This study provides a comprehensive evaluation of the role of ML in predicting CHD. Among a cohort of 7260 participants, 305 were diagnosed with CHD. The analysis not only validated several well-established cardiovascular and metabolic risk factors but also identified novel predictors of CHD. Importantly, the findings underscore the use of ML models and the SHAP method in elucidating key contributors to CHD risk, with RF demonstrating superior performance, excelling in both discrimination and calibration for CHD prediction.

Comparison With Prior WorkArterial Health

Carotid IMT emerged as the strongest predictor of CHD in our study. IMT_cMax, which measures the thickness of the CCAs, is a well-established indicator of atherosclerosis and future cardiovascular events, including MI and stroke [31,32]. Multiple studies support this, showing that even a small increase in IMT correlates with a significantly elevated risk of acute MI and stroke. For instance, in the Atherosclerosis Risk in Communities study, a 0.1 mm increase in IMT corresponded to a 50% increase in CHD risk [20,31]. Therefore, measuring IMT through noninvasive techniques like ultrasound has important clinical applications in evaluating subclinical atherosclerosis and assessing CHD risk. Given that many coronary artery assessments are invasive, the use of ultrasound to measure carotid artery IMT offers a valuable alternative for early detection and risk stratification.

Blood Pressure, Lipid Profiles, and Glucose

SBP and hypertension were among the most critical predictors of CHD, aligning with the well-established association between elevated blood pressure and cardiovascular risk [33,34]. Both SBP and diastolic blood pressure were prominent, emphasizing the need for effective blood pressure management in reducing CHD risk [33,35].

Furthermore, non-HDL-c and triglycerides were strongly associated with CHD, confirming the importance of lipid management in cardiovascular health [36-39]. Glucose levels were also significant, suggesting that monitoring glucose metabolism is essential in cardiovascular risk management [40-42].

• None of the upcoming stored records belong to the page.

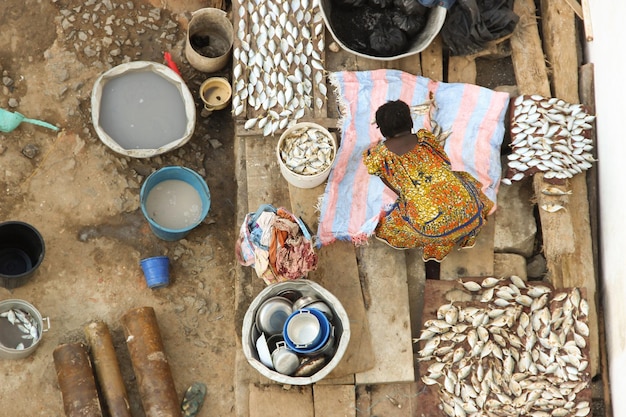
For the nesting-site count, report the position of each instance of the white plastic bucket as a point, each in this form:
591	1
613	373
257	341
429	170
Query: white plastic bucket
10	334
299	180
341	330
434	24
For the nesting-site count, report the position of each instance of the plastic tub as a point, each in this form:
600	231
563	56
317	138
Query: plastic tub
434	24
188	176
341	331
173	116
22	250
300	180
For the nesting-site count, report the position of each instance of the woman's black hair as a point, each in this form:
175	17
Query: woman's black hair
393	118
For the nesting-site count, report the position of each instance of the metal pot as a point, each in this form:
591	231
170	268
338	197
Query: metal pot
272	315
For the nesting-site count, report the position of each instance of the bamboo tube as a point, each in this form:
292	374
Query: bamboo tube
107	369
154	377
76	380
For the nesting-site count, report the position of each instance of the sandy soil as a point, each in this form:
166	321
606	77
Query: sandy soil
84	199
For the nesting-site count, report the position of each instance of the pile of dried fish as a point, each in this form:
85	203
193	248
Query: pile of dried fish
25	323
307	150
551	136
278	67
521	353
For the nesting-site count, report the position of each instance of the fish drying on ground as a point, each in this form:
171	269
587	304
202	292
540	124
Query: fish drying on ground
526	357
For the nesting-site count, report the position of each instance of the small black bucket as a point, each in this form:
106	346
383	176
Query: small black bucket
21	252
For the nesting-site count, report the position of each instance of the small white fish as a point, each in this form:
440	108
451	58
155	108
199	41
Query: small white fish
552	208
555	191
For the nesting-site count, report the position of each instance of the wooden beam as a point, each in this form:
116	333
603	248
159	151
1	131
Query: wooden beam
588	26
577	8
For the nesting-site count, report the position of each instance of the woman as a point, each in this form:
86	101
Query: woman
436	207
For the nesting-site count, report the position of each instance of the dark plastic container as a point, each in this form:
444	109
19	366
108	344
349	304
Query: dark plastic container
22	250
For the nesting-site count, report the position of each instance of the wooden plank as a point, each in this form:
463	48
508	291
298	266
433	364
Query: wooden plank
395	400
383	271
462	69
477	261
338	260
276	401
576	8
588	25
266	185
334	400
560	42
432	60
570	262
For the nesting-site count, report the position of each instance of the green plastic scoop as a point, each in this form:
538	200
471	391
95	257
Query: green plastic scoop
9	121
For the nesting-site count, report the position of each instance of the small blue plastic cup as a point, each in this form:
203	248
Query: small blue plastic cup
156	270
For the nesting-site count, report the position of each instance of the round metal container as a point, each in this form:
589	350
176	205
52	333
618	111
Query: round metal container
273	314
11	335
341	325
285	360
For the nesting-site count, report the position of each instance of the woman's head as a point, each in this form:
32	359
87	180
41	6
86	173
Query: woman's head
393	118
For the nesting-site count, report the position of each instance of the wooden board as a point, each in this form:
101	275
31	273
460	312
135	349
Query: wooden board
276	401
477	261
394	400
383	271
566	235
337	271
334	400
446	292
266	185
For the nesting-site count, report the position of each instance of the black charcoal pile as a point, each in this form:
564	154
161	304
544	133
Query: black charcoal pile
380	28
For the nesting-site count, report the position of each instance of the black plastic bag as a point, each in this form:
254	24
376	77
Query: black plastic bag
387	40
411	24
383	4
471	24
347	4
410	7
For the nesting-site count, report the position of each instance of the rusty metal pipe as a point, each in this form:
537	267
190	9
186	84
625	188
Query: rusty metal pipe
76	380
147	354
108	369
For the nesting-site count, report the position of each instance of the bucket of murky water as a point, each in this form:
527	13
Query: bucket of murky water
174	200
21	327
142	109
209	40
22	250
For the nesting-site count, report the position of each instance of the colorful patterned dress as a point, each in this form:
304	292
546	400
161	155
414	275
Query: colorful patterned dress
436	207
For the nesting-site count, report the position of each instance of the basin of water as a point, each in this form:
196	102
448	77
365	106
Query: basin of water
142	109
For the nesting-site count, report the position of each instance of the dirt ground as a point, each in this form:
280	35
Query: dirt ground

Renal Function and Metabolic Factors

The role of eGFR as a key predictor highlights the connection between renal function and CHD [43]. Impaired kidney function has been increasingly recognized as a cardiovascular risk factor, particularly due to its association with hypertension and dyslipidemia [44,45]. The results support incorporating kidney function markers in future CHD risk assessments. In addition, metabolic markers and body fat percentage were identified as important predictors, signaling the impact of obesity-related factors on cardiovascular health. These findings suggest that obesity-related measures beyond BMI should be considered in CHD risk assessments.

Sex

The sex-specific analysis highlighted the protective effect of being female, consistent with existing research showing that premenopausal women are generally at a lower risk of developing CHD due to protective hormonal factors [46,47]. These findings suggest the need for sex-specific strategies in managing CHD risk.

Potential Risk Factors

One of the strengths of this study is its ability to uncover novel predictors, such as white blood cell count, which serves as a marker of systemic inflammation. Inflammation is increasingly recognized as a key player in the development of atherosclerosis and cardiovascular events. Additionally, lower calcium levels were associated with a higher risk of CHD, highlighting the importance of mineral balance in cardiovascular health. Furthermore, body fat percentage and BMI were highlighted as significant predictors of CHD, further emphasizing the need for a comprehensive evaluation of obesity-related metrics in cardiovascular risk assessments. These novel insights could lead to more personalized prevention strategies for individuals who may not exhibit classic cardiovascular risk profiles.

Limitations

Despite the promising results, several limitations of the study need to be considered. First, the quality of the data, particularly with respect to missing values, poses a challenge. Although feature selection techniques, such as least absolute shrinkage and selection operator regression and SHAP analysis, were used to mitigate this, the impact of missing data remains a potential limitation. Second, the generalizability of the findings is limited because the study relies on a specific population. The results may not fully apply to populations with different demographic and clinical characteristics. To address this, future research should focus on evaluating these ML models in real-world clinical settings, where variability in clinical practice, missing data, and other factors may affect model performance.

Conclusions

This study demonstrates the potential of ML in predicting CHD. The SHAP method enhances the interpretability of the prediction model, aiding health care professionals in clinical practice by supporting effective risk management and intervention strategies.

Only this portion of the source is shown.